Prior integrate-and-fire models with stochastic characteristics relied on including a noise to simulate stochasticity.[5] The Galves–Löcherbach model distinguishes itself because it is inherently stochastic, incorporating probabilistic measures directly in the calculation of spikes. It is also a model that may be applied relatively easily, from a computational standpoint, with a good ratio between cost and efficiency. It remains a non-Markovian model, since the probability of a given neuronal spike depends on the accumulated activity of the system since the last spike.

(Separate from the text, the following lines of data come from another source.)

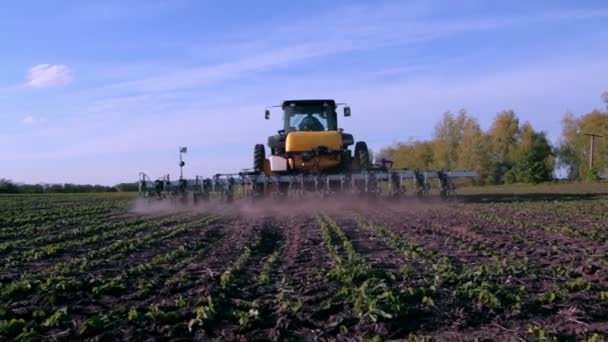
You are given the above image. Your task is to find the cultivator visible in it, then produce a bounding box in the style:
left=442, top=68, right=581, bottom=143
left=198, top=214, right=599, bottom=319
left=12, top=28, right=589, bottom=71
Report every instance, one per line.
left=139, top=170, right=477, bottom=203
left=139, top=100, right=477, bottom=202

Contributions to the model were made, considering the hydrodynamic limit of the interacting neuronal system,[6] the long-range behavior and aspects pertaining to the process in the sense of predicting and classifying behaviors according to a fonction of parameters,[7] [8] and the generalization of the model to the continuous time.[9]
The Galves–Löcherbach model was a cornerstone to the NeuroMat project.[10]